No offenses detected
No stale violations detected

The main challenge that we have:

  • Modularizing business logic only: since we have only included business logic inside our packages, and we have references to Rails models and jobs inside them, this violates Packwerk boundary checks; there are 2 obvious solutions: 
    1. Remove the references and use dependency injection
    2. Move these Rails models and jobs inside the packages

We still haven’t decided which solution works best for us, but I am personally more inclined to the second approach.

Initial impressions and feedback

We had defined criteria to evaluate the success of this experiment with a focus on five areas: Learning curve, Developer experience, Maintainability, Integration, and Community support. We started gathering feedback right after implementation and after a couple of teammates from each of the 3 teams had the chance to learn and work with this approach.

Initial impressions and feedback from the team were very positive. Almost everyone agreed that they see the benefits of this approach and that they wish to continue working with it. The majority of people also reported that it took them only a few hours to a few days to understand and contribute to this approach.

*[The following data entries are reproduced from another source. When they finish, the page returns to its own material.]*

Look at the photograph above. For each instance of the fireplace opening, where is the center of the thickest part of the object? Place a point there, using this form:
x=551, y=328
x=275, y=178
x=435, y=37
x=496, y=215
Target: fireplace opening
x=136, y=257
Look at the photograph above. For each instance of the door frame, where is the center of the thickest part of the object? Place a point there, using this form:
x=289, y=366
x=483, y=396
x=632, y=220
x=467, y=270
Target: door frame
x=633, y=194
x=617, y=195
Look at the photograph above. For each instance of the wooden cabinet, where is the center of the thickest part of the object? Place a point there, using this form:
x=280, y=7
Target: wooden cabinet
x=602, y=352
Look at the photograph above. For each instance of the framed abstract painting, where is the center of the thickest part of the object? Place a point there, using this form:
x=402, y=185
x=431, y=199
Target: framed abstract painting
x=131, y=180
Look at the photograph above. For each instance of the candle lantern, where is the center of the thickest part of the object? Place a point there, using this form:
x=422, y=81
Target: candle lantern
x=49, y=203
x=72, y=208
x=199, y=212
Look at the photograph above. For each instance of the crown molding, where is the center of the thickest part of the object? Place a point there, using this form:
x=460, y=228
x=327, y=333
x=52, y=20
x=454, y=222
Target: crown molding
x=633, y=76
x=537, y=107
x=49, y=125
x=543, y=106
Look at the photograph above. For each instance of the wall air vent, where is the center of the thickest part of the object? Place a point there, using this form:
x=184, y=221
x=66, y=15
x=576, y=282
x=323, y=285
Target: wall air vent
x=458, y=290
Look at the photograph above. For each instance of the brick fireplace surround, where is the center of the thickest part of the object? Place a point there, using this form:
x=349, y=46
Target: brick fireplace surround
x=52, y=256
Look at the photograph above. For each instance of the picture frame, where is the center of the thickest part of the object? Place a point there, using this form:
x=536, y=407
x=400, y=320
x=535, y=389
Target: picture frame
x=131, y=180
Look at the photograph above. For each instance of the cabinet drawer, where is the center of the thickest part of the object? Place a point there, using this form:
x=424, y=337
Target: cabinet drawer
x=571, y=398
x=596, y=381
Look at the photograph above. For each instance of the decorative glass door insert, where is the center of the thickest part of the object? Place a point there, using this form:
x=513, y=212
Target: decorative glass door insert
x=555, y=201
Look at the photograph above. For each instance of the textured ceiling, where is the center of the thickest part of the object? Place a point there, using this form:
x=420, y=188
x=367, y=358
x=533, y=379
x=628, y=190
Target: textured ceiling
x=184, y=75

The team also reported that modularization with Packwerk caused a slowdown in terms of development speed, however, most people agreed that the benefits outweigh the slowdown, and edge cases were rarely encountered.

Opinions were mixed when it came to testing; as we don’t include specs in the packages, we often had to tell Packwerk to ignore these files, and fixing this is still one of the challenges that we currently face. Feedback from the team was clear about this point; when asked about the impact of modularization and Packwerk on testing, they responded: 

The way we implement modularization only for services creates the need to sometimes bypass packwerk”

“rather a negative impact as I haven’t found a nice way to combine it with rails MVC pattern”

Mostly, this approach didn’t have much impact on testing.

People also agreed that Packwerk integrates well with our current tools (e.g. code editors, GitHub Actions) for the most part, and they can find answers and documentation somewhat easily.

Next steps

We’ll continue gathering feedback from the team, and the next step for us will be to modularize more parts of our codebase. We have identified some candidates and will incrementally turn them into packages. We’ll also address the challenges we have by experimenting with one of the approaches mentioned above. 

Our Rails monolith is growing and changing every day, and it’s quite important to keep it steadily and swiftly maintained, and it’s easier to achieve that when changes are contained in packages. This is a progressive step towards maintainability and scalability.